Search for Senna
- Author: K. A. Applegate
- Cover artist: Greg Spalenka
- Language: English
- Series: Everworld #1
- Genre: Science fiction novel
- Publisher: Scholastic
- Publication date: July 1999
- Publication place: United States
- Media type: Print
- ISBN: 0-590-87743-7
- Followed by: Everworld #2: Land of Loss

= Search for Senna =

Novel by K. A. Applegate

Search for Senna is the first book in the Everworld series, written by K. A. Applegate.

==Plot summary==
David Levin, the narrator of the book, is the new kid in his school. He gets in a fight with Christopher Hitchcock after being seen going out with his girlfriend, Senna Wales. Jalil, a fellow student, and Senna's half-sister, April O'Brien, appear in the scene, which marks the point where four of the main characters first get together. The next day, early in the morning all four are mysteriously drawn to Senna, who is sitting next to a lake. Suddenly, without a warning all five of them are sucked into a different world which is called Everworld.

David, Christopher, Jalil and April wake up in the captivity of Norse god Loki, who claims to have opened the portal into the "Old World" so that his son, Fenrir, could bring Senna, who he calls a witch, to him. He reveals that he intended to use her as a gateway to the Old World. After Loki realizes the four cannot help him, he orders their death, but their escape due to David's heroic actions with a sword, and the laws of the universe (such as the rate of acceleration) not working as they would in the Old World (which the group calls the "real world").

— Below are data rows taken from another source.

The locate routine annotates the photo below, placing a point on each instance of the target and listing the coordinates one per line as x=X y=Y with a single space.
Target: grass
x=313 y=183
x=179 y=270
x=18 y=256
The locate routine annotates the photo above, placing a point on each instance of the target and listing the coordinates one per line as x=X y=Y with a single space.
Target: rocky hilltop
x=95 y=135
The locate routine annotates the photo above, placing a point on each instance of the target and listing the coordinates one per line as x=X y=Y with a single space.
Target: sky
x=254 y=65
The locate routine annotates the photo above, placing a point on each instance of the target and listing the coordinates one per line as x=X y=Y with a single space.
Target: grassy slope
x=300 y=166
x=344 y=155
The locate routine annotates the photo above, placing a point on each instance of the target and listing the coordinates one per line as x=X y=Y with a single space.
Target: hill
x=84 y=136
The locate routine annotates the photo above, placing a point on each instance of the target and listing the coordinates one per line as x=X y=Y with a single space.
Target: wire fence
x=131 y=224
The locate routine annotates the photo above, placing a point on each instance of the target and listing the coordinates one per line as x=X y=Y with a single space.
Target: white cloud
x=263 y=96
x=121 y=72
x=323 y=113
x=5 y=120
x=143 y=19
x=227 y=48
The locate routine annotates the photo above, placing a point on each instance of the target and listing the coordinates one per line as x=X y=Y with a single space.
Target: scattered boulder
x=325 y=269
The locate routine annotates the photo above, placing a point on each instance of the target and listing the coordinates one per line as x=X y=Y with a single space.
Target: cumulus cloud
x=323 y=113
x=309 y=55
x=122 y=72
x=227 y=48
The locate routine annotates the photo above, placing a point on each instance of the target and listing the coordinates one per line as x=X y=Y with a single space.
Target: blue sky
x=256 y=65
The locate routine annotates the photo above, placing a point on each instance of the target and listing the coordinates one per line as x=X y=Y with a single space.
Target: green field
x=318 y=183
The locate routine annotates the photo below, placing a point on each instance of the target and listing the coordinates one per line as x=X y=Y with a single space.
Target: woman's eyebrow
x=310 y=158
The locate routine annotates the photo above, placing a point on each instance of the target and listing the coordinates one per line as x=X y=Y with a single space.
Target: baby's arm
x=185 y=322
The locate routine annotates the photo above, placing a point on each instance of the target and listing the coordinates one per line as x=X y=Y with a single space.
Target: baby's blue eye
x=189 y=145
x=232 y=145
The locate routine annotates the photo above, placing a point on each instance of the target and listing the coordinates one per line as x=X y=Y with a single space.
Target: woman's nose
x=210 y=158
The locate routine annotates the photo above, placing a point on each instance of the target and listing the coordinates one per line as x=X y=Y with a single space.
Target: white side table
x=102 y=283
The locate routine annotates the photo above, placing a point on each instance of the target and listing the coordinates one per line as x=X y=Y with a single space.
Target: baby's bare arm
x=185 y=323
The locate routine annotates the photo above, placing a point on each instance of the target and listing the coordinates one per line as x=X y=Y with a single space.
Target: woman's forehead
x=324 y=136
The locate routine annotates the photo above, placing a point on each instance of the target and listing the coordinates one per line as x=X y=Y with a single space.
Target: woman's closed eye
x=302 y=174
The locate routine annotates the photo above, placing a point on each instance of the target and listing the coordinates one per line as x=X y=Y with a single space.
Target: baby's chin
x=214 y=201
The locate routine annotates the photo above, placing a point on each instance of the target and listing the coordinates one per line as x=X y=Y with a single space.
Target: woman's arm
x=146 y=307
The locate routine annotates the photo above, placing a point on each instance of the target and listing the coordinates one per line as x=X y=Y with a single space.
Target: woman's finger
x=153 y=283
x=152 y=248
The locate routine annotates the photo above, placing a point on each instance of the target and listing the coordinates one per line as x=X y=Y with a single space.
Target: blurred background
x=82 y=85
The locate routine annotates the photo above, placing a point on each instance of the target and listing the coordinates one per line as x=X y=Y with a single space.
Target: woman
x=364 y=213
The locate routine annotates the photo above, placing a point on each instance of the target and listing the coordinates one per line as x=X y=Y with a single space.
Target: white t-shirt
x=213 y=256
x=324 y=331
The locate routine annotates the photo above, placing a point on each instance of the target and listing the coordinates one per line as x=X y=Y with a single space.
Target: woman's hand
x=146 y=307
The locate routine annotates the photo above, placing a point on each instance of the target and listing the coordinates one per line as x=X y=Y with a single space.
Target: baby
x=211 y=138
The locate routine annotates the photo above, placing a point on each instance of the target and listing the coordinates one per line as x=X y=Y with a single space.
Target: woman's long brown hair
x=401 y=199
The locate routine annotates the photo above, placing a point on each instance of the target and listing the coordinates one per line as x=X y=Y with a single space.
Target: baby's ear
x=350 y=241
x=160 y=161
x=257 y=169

The group take refuge in a Viking camp posing as minstrels, and are sheltered by Olaf Ironfoot (the leader) as a defiance to Loki. The Vikings sail to war, along with David, Christopher, Jalil and April, against the Aztecs and their heart-eating god Huitzilopoctli. The Vikings inform them that Loki will release their God, Odin One-Eye, the ransom being Huitzilopoctli's head. They intend to kill him using Thor's hammer Mjolnir.

The book ends at the beginning of the battle, where David, Christopher, Jalil and the Viking men appear to be winning against the Aztecs. It ends with the appearance of Huitzilopoctli, who has arrived to join the battle.